Ici démarre votre odyssée…

Jordan Mechner : une idée toute bête

Programmeur né en 1964 qui sévit aujourd’hui dans le milieu du cinéma documentaire, Jordan Mechner démarre sa carrière en 1982. Il oeuvre sur un premier titre intitulé Karatéka avant de tenter sa chance pour la première fois en tant que réalisateur, puis devant la relative déconvenue qui solde sa tentative, revient à la programmation avec un nouveau projet, conçu entre 1986 et 1987 pour finalement arriver en 1989 sur nos micros chéris adorés vénérés : Prince of Persia.

Je ne traiterai que du premier jeu de la licence, que j’ai pratiqué et retourné sur Amiga, NES, Master System, Game Gear et Game Boy.

Un conte interactif

L’histoire est somme toute simplissime : Prince of Persia n’est qu’une de ces innombrables missions de sauvetage comme il en existe tant d’autres dans l’univers du jeu vidéo.

Dans le lointain royaume de Perse, le sultan s’est absenté. Durant cette absence, le principal conseiller du noble chef adoré de son peuple pour lequel il est si bon (je ris moi-même d’avoir écrit une phrase aussi absurde et honteusement contraire à ce bel esprit contestataire qui est le mien), le Grand Vizir Jafar, usurpe définitivement le commandement. Oui mais… Pour être reconnu du peuple de Perse qui mange en une semaine ce que le sultan et son Vizir avalent en un seul repas, il lui faut définitivement s’unir à la famille tyrannique, euh pardon dirigeante. Et voilà la solution : épouser la princesse !

Aussi, tel un Lord Farquaad dont la taille quelque peu amoindrie et l’égo surdimensionné me font penser à une personne anciennement logé à l’Elysée dont la décence m’interdit de mentionner la civilité sous peine de salir définitivement le Serpent, Jafar s’en va trouver la fille du sultan disparu et la demande en mariage, un mariage purement opportuniste qui ne trompe personne.

Les introductions sont trop souvent négligées dans le jeu vidéo.
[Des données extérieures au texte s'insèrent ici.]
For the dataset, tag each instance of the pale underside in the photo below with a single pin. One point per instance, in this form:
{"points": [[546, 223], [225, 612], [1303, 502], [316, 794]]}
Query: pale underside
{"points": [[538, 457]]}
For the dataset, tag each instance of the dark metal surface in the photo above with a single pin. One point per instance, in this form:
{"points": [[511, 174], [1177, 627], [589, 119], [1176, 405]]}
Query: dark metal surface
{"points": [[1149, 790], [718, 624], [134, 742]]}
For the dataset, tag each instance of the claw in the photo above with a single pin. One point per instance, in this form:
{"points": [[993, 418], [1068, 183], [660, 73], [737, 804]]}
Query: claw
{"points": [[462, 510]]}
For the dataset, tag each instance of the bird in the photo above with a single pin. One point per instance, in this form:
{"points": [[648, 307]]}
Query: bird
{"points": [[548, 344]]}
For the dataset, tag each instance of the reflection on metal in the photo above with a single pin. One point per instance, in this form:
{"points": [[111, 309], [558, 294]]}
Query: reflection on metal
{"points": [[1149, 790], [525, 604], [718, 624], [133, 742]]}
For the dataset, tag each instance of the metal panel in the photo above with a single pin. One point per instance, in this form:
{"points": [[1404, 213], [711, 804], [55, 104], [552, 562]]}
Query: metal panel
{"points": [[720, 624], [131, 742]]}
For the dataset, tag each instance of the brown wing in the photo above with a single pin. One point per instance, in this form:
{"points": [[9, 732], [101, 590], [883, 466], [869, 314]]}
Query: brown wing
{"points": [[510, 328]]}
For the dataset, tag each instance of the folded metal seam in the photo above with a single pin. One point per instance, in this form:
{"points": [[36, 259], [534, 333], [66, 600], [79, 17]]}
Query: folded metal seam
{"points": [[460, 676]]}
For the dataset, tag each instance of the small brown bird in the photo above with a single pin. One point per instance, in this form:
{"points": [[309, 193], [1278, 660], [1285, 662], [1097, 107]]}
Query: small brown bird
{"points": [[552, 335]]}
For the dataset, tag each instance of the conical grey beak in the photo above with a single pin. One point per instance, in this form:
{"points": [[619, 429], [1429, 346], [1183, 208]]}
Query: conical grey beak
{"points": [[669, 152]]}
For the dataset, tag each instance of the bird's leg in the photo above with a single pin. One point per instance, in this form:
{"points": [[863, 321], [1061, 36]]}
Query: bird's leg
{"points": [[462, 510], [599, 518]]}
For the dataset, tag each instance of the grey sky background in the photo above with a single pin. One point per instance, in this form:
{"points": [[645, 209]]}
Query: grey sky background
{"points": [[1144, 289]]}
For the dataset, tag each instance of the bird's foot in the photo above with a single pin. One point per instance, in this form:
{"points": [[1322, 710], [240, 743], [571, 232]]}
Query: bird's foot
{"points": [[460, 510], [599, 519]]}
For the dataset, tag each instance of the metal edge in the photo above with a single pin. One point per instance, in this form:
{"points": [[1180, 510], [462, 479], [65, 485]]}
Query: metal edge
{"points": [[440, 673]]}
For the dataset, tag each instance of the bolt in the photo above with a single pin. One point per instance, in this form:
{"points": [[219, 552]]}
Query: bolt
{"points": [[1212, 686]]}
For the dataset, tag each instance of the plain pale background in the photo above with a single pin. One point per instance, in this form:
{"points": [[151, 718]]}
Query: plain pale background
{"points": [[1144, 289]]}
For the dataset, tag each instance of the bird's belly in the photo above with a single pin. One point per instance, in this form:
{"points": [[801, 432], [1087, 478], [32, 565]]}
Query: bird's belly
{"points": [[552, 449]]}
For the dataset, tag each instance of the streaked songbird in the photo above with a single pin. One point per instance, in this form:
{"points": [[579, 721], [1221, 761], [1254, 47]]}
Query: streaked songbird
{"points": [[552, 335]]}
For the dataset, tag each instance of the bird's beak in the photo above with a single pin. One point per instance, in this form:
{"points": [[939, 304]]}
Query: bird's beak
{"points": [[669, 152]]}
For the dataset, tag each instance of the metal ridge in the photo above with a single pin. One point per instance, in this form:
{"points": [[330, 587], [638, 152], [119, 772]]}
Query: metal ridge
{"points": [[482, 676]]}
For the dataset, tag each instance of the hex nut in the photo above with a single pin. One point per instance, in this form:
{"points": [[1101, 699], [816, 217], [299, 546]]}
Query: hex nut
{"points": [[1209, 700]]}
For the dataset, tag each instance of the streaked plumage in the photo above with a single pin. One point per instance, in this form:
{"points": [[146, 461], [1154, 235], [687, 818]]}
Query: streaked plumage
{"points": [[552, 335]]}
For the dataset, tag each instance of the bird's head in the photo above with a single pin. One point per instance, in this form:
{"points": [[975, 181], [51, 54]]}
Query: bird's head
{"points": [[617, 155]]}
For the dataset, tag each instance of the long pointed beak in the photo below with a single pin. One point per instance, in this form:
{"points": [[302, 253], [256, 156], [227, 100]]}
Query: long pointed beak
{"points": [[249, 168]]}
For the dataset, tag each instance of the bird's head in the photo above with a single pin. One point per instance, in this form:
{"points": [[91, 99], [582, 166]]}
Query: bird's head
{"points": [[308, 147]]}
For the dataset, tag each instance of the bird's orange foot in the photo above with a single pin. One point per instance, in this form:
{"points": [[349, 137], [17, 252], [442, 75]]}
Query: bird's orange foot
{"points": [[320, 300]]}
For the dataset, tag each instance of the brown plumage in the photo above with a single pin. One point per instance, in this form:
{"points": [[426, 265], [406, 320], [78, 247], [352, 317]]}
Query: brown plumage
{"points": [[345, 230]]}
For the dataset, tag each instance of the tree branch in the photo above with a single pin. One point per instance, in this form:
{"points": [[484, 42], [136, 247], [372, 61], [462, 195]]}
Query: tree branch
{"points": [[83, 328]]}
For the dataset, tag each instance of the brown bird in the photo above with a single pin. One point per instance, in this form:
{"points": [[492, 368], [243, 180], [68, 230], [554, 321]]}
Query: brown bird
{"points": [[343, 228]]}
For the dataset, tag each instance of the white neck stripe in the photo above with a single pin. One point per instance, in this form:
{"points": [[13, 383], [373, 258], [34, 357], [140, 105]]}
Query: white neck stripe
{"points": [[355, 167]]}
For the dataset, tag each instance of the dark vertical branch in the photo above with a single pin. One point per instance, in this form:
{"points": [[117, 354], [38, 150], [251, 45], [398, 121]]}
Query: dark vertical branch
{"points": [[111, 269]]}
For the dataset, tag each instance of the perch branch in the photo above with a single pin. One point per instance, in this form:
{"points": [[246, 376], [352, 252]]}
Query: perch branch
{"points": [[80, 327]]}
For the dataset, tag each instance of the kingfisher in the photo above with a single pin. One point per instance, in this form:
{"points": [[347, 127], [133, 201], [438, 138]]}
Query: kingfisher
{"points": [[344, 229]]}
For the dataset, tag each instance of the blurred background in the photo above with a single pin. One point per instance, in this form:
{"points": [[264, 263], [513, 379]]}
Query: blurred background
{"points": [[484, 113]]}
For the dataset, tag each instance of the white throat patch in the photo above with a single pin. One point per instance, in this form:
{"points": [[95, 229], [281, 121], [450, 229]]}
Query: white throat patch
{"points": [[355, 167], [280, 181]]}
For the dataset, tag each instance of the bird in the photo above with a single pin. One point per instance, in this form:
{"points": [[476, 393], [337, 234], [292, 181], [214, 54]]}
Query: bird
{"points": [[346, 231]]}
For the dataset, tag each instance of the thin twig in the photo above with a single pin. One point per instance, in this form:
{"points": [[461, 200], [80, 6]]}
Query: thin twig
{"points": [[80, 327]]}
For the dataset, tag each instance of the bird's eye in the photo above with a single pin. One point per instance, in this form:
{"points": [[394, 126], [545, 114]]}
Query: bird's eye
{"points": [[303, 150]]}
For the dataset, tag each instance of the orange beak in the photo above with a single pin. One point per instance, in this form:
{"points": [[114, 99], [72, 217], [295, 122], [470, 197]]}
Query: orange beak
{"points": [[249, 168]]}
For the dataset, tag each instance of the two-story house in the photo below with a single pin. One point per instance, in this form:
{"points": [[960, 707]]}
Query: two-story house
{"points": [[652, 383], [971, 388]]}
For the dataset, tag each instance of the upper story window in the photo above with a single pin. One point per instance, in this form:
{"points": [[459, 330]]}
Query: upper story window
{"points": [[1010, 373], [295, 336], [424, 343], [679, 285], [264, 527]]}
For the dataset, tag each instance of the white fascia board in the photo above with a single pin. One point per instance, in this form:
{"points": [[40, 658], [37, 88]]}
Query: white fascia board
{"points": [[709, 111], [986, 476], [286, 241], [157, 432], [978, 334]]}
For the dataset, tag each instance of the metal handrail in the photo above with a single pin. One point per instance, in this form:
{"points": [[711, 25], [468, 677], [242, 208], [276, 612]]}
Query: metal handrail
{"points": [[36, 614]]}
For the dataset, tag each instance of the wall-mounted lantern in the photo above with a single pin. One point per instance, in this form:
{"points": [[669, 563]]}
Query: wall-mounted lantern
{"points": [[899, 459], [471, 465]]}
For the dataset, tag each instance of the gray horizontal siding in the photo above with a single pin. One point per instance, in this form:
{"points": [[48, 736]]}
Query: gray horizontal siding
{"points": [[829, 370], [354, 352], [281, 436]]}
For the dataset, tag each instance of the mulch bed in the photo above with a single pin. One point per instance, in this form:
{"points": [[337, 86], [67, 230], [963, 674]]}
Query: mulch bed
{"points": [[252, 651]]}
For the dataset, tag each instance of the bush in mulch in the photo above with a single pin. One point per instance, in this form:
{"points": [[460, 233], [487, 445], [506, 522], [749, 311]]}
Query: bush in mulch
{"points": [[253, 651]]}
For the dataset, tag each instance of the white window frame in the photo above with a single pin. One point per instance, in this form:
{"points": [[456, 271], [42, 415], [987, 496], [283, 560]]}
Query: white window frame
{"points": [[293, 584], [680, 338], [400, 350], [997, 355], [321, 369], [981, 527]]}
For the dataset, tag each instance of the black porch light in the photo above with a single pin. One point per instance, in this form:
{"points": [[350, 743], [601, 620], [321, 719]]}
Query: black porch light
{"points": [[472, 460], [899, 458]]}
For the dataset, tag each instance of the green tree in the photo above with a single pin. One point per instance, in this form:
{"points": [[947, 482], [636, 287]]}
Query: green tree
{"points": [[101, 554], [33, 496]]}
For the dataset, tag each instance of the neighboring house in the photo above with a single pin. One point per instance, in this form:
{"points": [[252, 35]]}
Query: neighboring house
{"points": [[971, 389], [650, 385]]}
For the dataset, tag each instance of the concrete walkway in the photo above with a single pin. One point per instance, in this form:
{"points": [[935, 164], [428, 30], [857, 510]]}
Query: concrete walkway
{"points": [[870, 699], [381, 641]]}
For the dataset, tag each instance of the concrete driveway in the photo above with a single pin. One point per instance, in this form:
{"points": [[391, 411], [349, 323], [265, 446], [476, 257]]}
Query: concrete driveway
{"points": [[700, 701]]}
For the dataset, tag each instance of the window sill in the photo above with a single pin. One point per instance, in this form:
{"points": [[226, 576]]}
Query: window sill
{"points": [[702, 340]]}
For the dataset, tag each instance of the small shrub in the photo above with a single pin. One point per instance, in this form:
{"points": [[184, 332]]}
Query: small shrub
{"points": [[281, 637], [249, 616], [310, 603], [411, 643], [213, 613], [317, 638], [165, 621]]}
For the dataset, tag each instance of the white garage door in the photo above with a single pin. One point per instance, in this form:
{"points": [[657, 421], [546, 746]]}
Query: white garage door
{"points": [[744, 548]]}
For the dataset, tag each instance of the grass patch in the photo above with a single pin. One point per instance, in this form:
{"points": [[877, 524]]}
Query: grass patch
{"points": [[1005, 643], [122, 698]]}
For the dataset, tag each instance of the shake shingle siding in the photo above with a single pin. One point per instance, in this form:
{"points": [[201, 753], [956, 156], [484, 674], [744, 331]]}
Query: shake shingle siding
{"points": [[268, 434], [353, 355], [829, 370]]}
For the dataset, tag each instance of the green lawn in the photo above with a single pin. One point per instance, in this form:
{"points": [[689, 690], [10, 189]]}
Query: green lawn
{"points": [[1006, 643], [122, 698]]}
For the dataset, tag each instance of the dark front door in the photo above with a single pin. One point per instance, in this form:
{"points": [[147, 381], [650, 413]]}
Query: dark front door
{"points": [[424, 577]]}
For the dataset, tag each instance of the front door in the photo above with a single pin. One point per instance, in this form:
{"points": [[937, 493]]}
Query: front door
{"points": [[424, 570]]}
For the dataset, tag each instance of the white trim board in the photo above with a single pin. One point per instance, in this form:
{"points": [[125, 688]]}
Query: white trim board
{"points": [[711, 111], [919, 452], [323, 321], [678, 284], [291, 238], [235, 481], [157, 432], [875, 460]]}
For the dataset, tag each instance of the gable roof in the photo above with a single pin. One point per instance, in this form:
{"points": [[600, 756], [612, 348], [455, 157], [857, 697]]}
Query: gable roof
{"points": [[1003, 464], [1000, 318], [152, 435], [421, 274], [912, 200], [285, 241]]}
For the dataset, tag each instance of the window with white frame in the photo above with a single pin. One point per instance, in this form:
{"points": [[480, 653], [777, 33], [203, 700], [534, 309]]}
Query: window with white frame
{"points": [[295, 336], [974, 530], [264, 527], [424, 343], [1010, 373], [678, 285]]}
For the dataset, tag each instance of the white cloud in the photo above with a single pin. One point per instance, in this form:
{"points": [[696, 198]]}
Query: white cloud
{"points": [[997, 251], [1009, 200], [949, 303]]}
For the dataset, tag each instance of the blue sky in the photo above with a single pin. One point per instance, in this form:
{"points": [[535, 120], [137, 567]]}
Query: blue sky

Jafar tend les bras à la princesse qui, fidèle, se refuse à lui avec un demi-tour magistral (à ce propos, quand elle tourne le dos à son prétendant de circonstance, ses longs cheveux sont foutrement bien animés…le détail annonciateur ?). Mais comme l’homme est décidément celui qui commande et la gonzesse celle qui n’a pas d’autre alternative que lui obéir, l’immonde Jafar fait apparaître un sablier  contenant une heure de sable.

Préparez-vous à croiser le fer assez souvent. Encore une occasion d’étaler de superbes animations…

La princesse a donc 60 minutes pour consentir à cette union. Comme Pénélope attendant Ulysse, elle espère que son jeune amoureux saura la sauver avant l’heure fatidique. Mais elle ignore que Jafar l’a déjà jeté dans les oubliettes labyrinthiques de sa prison…

A vous de franchir les 12 niveaux et d’affronter Jafar et ses sbires, le tout avant que le sable n’ait scellé l’arrêt de mort de votre promise. Car la princesse préférera mourir que de devenir la Vizirette (putain je sais c’est naze comme vanne).

Un chef d’oeuvre de level design

Pour ma part, j’ai découvert ce Prince of Persia sur Amiga en 1992, oui je sais sur le tard, chez un collègue de classe qui m’a laissé me démerder seul. Et qui l’a regretté tellement j’ai fini par squatter sa bécane car il avait refusé de me prêter le jeu !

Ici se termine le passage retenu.